The proposal is for decisions about what the pooled fund would finance to come from the WHO Prioritization Mechanism based on data collected by the WHO Global Observatory on Health Research and Development.
A world-class Scientific Working Group (SWG) managed by TDR would select from these priorities in a clear and transparent way the most suitable product development projects to fund.
Disease-endemic and donor countries would form part of the governance structure of the fund, opening the door to “new” funders and accessing new sources of funding.
The involvement of all WHO Member States and TDR’s governing bodies in the governance mechanism of the fund would ensure transparency and further encourage coherent policy development both at the national and global level.
This global priority setting as well as the focus purely on R&D makes the financial mechanism unique among R&D financing initiatives that tend to be more regionally focused and centred on capacity-building.
Facts and figures
Over 1.4 billion people in low- and middle-income countries, including 500 million children, are affected by a range of diseases of poverty. These include malaria, tuberculosis, dengue, Ebola and Zika viruses.
US$ 3.4 billion was invested in R&D for neglected diseases in 2014, but the increase of US$150 million in funding that year was almost all for Ebola R&D, and funding for all other neglected diseases was essentially unchanged (down US$14 million or 0.4%).
The outbreaks of Ebola in 2014 and the Zika virus in 2016, and a dramatic rise in microbial drug resistance have highlighted the critical gaps that still exist in the R&D of health products for diseases of poverty.
There are funding bottlenecks throughout the development pipeline for drugs, diagnostics and vaccines for diseases of poverty, in particular for translational research and expensive Phase III clinical trials.

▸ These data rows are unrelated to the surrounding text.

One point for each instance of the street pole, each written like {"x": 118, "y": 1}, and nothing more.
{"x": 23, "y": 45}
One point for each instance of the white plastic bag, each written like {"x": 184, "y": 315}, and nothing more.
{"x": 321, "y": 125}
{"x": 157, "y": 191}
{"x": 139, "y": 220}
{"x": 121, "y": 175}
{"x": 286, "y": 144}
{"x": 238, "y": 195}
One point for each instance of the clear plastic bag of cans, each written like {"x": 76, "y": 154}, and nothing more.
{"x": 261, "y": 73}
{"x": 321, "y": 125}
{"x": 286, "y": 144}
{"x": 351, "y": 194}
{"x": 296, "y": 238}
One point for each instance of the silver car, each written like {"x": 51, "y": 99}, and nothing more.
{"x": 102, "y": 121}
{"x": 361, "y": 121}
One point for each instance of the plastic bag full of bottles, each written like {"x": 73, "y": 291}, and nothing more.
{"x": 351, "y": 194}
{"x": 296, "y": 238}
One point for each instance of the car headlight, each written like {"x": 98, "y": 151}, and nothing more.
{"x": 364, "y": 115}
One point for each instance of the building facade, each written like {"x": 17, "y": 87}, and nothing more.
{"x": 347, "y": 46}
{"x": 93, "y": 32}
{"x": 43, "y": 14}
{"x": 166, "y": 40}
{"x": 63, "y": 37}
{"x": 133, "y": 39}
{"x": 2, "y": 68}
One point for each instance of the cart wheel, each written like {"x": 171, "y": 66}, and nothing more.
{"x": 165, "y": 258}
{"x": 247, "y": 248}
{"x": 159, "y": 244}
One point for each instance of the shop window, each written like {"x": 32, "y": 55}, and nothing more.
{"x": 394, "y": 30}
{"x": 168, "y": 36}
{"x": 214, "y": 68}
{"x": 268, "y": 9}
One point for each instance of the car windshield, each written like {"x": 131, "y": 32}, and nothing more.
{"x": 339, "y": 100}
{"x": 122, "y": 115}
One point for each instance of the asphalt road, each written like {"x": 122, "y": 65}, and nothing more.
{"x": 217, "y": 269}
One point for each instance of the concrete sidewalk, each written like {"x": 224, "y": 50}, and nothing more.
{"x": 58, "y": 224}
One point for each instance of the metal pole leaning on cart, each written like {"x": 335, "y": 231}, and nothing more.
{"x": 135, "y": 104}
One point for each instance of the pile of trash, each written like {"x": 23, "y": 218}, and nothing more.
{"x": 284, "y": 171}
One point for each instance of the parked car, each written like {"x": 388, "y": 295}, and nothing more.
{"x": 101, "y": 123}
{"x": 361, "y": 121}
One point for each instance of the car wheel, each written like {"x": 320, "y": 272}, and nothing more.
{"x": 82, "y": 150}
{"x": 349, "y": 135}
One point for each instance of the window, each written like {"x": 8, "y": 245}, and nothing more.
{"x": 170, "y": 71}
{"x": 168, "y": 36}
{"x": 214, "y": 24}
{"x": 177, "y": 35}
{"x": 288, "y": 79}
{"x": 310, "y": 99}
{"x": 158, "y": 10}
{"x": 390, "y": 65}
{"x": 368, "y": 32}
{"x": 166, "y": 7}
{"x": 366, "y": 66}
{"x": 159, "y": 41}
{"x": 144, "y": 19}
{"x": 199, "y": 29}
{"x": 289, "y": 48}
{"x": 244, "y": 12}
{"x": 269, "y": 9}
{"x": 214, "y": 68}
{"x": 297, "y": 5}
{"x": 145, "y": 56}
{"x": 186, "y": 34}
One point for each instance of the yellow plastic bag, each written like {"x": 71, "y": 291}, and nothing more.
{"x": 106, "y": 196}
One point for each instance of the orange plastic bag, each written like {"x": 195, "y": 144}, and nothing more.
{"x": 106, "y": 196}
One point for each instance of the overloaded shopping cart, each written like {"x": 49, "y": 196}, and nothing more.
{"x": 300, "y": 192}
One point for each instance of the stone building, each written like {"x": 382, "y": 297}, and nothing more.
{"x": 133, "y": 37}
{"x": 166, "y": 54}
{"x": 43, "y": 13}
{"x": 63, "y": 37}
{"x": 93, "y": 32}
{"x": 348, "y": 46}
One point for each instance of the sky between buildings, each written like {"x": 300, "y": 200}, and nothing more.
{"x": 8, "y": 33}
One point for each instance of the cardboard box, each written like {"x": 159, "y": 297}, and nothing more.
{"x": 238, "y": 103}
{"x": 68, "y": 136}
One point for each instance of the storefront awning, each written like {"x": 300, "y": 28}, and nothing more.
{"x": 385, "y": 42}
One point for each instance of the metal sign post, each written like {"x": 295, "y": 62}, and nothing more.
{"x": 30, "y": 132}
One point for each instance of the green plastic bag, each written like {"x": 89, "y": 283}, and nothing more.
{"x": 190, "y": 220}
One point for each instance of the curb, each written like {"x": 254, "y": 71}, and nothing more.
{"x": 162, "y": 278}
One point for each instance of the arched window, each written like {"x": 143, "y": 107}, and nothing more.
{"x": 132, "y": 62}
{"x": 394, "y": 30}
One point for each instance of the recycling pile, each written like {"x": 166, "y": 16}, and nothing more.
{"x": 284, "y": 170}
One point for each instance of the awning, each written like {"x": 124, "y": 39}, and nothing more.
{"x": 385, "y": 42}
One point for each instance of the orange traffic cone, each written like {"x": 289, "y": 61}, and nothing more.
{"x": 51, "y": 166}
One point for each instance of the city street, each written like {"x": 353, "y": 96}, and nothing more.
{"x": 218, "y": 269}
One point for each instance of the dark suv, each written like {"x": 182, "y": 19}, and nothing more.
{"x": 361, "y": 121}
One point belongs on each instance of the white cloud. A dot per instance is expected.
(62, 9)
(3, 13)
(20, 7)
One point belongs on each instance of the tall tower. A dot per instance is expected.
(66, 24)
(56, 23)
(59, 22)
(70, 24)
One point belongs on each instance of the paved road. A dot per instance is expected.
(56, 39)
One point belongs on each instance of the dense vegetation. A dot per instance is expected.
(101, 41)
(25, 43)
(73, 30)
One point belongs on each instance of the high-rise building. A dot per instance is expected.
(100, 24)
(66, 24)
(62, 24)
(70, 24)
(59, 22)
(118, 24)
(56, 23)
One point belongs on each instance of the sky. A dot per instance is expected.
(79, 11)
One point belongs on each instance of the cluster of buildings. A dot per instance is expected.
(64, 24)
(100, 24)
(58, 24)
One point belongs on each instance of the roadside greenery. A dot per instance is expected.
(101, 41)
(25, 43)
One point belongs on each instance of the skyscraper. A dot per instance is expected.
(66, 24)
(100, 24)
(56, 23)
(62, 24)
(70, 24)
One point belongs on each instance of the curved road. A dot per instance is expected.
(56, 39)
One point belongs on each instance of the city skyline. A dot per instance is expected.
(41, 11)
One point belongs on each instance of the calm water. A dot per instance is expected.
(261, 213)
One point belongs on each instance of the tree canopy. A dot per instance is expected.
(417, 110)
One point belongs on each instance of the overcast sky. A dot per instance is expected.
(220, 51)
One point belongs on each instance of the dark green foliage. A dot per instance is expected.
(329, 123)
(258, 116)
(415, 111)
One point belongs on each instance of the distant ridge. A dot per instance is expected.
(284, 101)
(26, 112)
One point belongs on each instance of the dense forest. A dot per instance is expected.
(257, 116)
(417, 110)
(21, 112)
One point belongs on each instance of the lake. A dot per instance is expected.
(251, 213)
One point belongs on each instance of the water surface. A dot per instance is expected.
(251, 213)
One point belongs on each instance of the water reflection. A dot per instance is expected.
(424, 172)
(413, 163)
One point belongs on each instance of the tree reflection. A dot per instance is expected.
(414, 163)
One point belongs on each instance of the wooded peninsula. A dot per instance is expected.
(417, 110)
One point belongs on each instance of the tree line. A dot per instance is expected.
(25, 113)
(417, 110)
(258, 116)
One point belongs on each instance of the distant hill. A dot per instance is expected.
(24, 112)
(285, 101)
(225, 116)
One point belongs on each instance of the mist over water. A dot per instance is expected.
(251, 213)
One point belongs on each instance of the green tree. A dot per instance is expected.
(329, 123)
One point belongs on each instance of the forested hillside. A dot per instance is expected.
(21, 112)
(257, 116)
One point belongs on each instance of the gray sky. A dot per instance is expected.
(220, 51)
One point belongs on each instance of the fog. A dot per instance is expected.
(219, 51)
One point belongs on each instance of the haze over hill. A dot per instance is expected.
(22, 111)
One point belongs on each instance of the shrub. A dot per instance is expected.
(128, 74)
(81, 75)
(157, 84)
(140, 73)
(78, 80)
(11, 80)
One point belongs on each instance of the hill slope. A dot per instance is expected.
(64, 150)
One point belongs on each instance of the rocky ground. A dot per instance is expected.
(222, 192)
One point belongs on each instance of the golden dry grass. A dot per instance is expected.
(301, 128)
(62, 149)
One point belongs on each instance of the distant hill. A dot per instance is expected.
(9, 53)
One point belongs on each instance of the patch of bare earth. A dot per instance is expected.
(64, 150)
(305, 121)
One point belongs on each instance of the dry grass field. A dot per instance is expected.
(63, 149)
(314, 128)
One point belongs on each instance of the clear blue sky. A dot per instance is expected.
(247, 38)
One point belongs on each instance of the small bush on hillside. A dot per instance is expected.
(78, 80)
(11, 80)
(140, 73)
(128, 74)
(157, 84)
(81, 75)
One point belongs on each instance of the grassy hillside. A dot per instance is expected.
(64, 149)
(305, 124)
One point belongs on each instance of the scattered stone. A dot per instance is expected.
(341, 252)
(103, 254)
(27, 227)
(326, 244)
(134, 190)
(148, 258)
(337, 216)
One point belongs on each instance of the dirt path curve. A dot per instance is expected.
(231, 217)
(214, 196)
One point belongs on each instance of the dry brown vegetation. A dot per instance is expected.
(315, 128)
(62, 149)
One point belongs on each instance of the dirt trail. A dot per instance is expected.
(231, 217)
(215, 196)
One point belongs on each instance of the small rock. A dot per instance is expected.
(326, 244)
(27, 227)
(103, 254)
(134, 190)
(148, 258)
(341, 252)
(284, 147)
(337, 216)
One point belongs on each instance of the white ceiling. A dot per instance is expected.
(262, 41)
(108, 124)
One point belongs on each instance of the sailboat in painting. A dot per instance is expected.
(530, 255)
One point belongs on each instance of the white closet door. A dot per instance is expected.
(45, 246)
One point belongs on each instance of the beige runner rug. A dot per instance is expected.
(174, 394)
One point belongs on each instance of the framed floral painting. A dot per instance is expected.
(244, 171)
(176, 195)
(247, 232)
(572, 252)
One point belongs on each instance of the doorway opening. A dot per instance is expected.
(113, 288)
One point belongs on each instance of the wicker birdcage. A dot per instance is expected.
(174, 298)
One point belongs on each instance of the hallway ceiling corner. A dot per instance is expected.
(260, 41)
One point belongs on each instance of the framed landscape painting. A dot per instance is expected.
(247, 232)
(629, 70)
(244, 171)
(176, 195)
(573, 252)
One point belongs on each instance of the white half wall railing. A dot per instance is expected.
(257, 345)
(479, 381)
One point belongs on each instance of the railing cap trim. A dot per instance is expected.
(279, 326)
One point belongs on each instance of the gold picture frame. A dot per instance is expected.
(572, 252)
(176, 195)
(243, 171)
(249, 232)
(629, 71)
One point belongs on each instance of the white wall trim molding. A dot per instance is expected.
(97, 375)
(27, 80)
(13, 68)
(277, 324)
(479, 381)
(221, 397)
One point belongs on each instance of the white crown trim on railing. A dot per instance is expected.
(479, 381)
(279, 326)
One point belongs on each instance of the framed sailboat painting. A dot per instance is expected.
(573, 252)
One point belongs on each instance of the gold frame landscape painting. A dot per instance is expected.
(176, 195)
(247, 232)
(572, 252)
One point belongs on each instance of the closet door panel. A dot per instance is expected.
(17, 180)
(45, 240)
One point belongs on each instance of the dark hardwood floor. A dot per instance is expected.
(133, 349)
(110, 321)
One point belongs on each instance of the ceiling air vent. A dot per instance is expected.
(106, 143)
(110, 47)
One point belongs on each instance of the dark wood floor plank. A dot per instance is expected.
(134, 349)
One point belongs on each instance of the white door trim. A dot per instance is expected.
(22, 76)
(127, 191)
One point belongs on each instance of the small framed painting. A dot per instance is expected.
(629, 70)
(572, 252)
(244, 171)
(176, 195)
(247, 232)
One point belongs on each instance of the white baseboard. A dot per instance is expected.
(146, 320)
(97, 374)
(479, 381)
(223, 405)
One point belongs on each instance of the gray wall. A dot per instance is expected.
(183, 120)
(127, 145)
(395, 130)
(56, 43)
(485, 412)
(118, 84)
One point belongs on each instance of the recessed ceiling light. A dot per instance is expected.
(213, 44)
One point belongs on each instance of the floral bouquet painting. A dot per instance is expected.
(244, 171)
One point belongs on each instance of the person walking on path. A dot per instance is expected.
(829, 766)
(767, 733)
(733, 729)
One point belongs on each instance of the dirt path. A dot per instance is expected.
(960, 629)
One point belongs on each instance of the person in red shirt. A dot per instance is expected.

R&D financing needs differ by disease, with diagnostics more critical for some diseases and new treatments or vaccines for others.
HIV/AIDS has larger pipelines due to higher incentives to invest in R&D. TB and malaria have more visible, predictable demand because of donor funding assistance, which incentivizes research. But even diseases with larger pipelines, such as HIV/AIDS and malaria, have serious and specific unmet needs.
Diseases such as malaria, tetanus, HIV/AIDS, tuberculosis (TB) and Hepatitis B have larger pipelines than “truly” neglected diseases such as trichuriasis, rheumatic heart diseases, or ascariasis, which have very few assets under development.
Approximately 1.23 billion people in 58 countries worldwide live at risk of being infected by lymphatic filariasis and need preventive treatment on a huge scale.
More than 40 million people are treated for river blindness in a single year.
Ebola killed more people in a single outbreak in 2014 than in all other outbreaks combined. It spread from rural West Africa to cities in a matter of weeks.
In 2016, WHO declared Zika to be a “public health emergency of international concern”.